The confirmation on Tuesday that the H5N1 virus has spread further east came the same day as Indonesia reported that two teenagers in Jakarta had died of the disease.
The death of two 16-year olds, a boy and a girl on Monday and Tuesday, brings Indonesia's total death toll from bird flu to 44 in the space of less than a year.
If this latest fatality is confirmed by the World Health Organisation, Indonesia will become the country with the most human deaths from the disease.
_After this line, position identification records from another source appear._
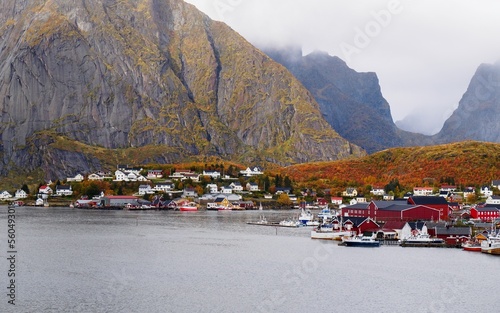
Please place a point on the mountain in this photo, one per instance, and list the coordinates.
(135, 73)
(478, 113)
(351, 102)
(468, 163)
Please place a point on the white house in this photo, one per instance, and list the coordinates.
(493, 200)
(486, 191)
(189, 193)
(145, 189)
(120, 176)
(350, 192)
(252, 186)
(448, 188)
(213, 174)
(64, 190)
(495, 184)
(237, 187)
(469, 191)
(95, 176)
(164, 187)
(377, 191)
(212, 188)
(77, 178)
(21, 194)
(337, 200)
(4, 195)
(45, 190)
(251, 172)
(155, 174)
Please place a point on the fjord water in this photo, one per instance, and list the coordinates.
(71, 260)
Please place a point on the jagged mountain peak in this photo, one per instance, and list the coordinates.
(121, 74)
(478, 112)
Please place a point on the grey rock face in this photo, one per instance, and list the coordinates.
(478, 113)
(121, 74)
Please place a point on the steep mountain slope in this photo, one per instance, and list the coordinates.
(350, 101)
(469, 163)
(121, 74)
(478, 113)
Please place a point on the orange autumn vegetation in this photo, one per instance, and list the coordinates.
(469, 163)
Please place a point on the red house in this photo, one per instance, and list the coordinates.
(485, 213)
(438, 203)
(384, 211)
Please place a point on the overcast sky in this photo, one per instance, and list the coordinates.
(424, 51)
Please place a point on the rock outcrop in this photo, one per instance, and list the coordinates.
(120, 74)
(478, 113)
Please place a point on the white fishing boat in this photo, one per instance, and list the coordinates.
(305, 217)
(361, 241)
(492, 244)
(421, 238)
(326, 213)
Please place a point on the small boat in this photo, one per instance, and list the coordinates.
(472, 245)
(289, 223)
(305, 216)
(326, 213)
(189, 207)
(361, 241)
(326, 231)
(261, 221)
(422, 238)
(491, 245)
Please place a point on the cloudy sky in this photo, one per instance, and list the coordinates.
(424, 51)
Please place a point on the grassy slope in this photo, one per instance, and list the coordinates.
(469, 163)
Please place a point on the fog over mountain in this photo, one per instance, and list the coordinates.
(424, 52)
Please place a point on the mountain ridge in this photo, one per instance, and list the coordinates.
(351, 102)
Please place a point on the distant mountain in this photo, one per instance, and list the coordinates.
(478, 114)
(350, 101)
(122, 74)
(468, 163)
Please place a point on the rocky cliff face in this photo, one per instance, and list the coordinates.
(351, 102)
(120, 74)
(478, 113)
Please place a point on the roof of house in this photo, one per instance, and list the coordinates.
(457, 231)
(428, 200)
(486, 209)
(359, 220)
(394, 225)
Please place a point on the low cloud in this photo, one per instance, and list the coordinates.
(423, 51)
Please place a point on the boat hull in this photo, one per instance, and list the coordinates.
(362, 244)
(490, 247)
(329, 235)
(188, 208)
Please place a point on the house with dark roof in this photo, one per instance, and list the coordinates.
(383, 211)
(438, 203)
(486, 213)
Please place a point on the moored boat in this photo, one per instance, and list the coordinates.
(472, 245)
(422, 238)
(491, 245)
(361, 241)
(305, 217)
(326, 213)
(188, 208)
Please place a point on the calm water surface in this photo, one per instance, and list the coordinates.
(73, 260)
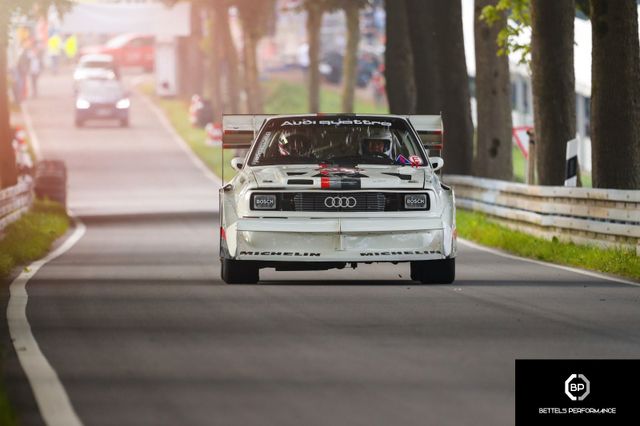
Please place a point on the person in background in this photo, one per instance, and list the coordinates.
(378, 84)
(71, 48)
(35, 67)
(54, 47)
(23, 67)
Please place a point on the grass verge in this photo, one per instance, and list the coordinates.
(27, 239)
(481, 229)
(30, 237)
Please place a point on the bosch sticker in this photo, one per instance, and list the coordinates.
(415, 161)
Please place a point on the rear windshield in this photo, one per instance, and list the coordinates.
(337, 140)
(102, 88)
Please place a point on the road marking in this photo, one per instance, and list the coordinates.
(178, 139)
(552, 265)
(33, 136)
(51, 397)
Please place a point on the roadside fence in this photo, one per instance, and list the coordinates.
(602, 217)
(14, 201)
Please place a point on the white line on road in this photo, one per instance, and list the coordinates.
(552, 265)
(51, 397)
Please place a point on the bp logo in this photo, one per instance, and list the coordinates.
(577, 387)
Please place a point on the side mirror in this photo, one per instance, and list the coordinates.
(236, 163)
(436, 163)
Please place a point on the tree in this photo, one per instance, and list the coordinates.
(232, 65)
(401, 86)
(615, 95)
(256, 18)
(553, 85)
(350, 63)
(441, 76)
(217, 11)
(8, 172)
(315, 10)
(493, 97)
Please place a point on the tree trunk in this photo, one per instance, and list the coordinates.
(493, 97)
(8, 171)
(232, 62)
(400, 82)
(252, 75)
(615, 95)
(441, 76)
(423, 41)
(314, 21)
(194, 73)
(553, 83)
(350, 69)
(215, 83)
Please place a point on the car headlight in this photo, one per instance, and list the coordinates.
(263, 201)
(83, 104)
(416, 202)
(123, 103)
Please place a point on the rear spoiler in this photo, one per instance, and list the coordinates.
(431, 132)
(239, 130)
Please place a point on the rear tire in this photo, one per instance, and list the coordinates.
(239, 272)
(434, 271)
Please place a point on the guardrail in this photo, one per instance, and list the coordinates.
(603, 217)
(14, 201)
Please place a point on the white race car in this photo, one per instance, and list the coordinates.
(316, 192)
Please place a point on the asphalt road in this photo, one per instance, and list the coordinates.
(141, 330)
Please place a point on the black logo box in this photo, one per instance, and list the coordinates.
(540, 384)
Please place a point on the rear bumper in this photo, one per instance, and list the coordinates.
(339, 240)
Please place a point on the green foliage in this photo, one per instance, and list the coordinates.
(283, 97)
(481, 229)
(518, 20)
(30, 237)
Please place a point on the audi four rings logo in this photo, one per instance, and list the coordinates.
(344, 202)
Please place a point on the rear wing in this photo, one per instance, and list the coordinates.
(239, 131)
(431, 132)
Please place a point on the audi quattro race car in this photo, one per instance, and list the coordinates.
(316, 192)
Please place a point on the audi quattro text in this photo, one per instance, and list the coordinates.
(316, 192)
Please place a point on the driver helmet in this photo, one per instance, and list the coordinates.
(377, 142)
(290, 144)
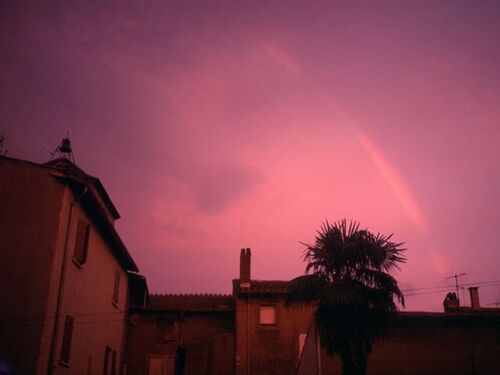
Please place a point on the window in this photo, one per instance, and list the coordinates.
(66, 343)
(109, 361)
(302, 341)
(116, 289)
(81, 242)
(268, 315)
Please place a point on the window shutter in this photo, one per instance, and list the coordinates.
(113, 362)
(82, 241)
(116, 287)
(67, 335)
(107, 353)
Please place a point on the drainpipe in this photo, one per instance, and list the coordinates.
(62, 277)
(318, 352)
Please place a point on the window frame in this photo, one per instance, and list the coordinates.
(81, 244)
(116, 289)
(262, 308)
(67, 338)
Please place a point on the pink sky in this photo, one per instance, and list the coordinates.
(216, 125)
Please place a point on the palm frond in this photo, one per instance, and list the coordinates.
(305, 289)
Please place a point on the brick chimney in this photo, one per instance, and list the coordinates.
(474, 298)
(245, 256)
(450, 302)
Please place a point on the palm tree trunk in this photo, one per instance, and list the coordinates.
(352, 365)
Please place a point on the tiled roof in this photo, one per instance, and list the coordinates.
(191, 302)
(262, 287)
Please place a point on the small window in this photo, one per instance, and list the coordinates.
(81, 242)
(66, 343)
(302, 341)
(109, 361)
(268, 315)
(116, 289)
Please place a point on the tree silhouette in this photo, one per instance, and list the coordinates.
(348, 275)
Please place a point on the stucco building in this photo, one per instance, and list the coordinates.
(63, 272)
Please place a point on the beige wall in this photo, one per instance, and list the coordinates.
(208, 338)
(33, 226)
(268, 349)
(30, 202)
(88, 297)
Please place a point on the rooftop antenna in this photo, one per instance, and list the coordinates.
(64, 150)
(456, 276)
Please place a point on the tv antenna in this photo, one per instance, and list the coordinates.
(64, 150)
(456, 276)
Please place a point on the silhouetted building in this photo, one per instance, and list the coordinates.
(64, 272)
(269, 336)
(182, 334)
(463, 340)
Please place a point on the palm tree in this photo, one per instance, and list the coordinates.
(348, 275)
In Papua, samples were taken from about 30 chickens in the Mimika area after chickens from a local farm began to die in the second week of July, said Alexander Radjasa Pintadewa, the head of the Papua animal husbandry office.
"We have received the results of testings from the Bogor Veterinary Research Center, which said that three of the some 30 samples... were positively infected by the H5N1 virus strain," he said.
The virus has already been detected in 27 of the 33 provinces that make up the Indonesian archipelago.
The rising death toll has concerned experts who fear bird flu will continue infecting humans until more is done to prevent the virus from spreading in poultry.
"When you have trouble controlling infection among the chicken flocks, you are naturally going to see continuing infections among humans," said Dr Anthony Fauci, infectious disease chief for the US National Institutes of Health.
"The more it circulates, the more you have an opportunity."
Fauci, who visited southeast Asia last year, said Indonesia has not shown the same aggressive approach as Vietnam and Thailand in tackling the problem in poultry.
Vietnam has launched a mass vaccination campaign for poultry to stop the disease and Thailand has enforced rigid surveillance on affected villages and the mass slaughtering of infected birds.
However, Indonesia's many local governments have refused to carry out mass mass poultry slaughters and vaccinations have been sporadic, Fauci said.
In Beijing, China confirmed its first human case of bird flu was detected in 2003, two years earlier than originally reported.
The development has raised concerns that other human bird flu infections may have occured in China before the end of 2005.
Indonesia has been criticised for
not acting swiftly against bird flu
China's health ministry said on Tuesday that laboratory tests carried out by the World Health Organisation confirmed that a Chinese man admitted to hospital in 2003 in the country had died from the lethal virus, Xinhua news agency reported.
The case first came to light when eight Chinese researchers published a letter in the New England Journal of Medicine in June, saying the 24-year-old man, originally treated for respiratory distress and pneumonia, had been infected with the H5N1 virus.
The man's symptoms matched those of the lethal respiratory disease SARS when he was admitted, but had tested negative.
However, his virus samples genetically resembled H5N1 viruses taken from Chinese chickens in various provinces in 2004, the eight experts said.
The H5N1 virus made its first known jump to humans in Hong Kong in late 1997, but then largely disappeared until it re-emerged in parts of Southeast Asia in late 2003, killing three people in Vietnam.
Indonesia, Vietnam, Thailand and China remain the countries worst affected by the virus.
In China alone bird flu is known to have infected 19 people since last year, killing 12 of them, according to WHO.
Thailand has also had two fatal cases of the virus in the past two weeks, the WHO reported on Monday.
Health experts fear that the HN51 bird flu virus, currently passed from poultry to humans, could mutate and begin passing from human to human, sparking a pandemic capable of killing millions of people.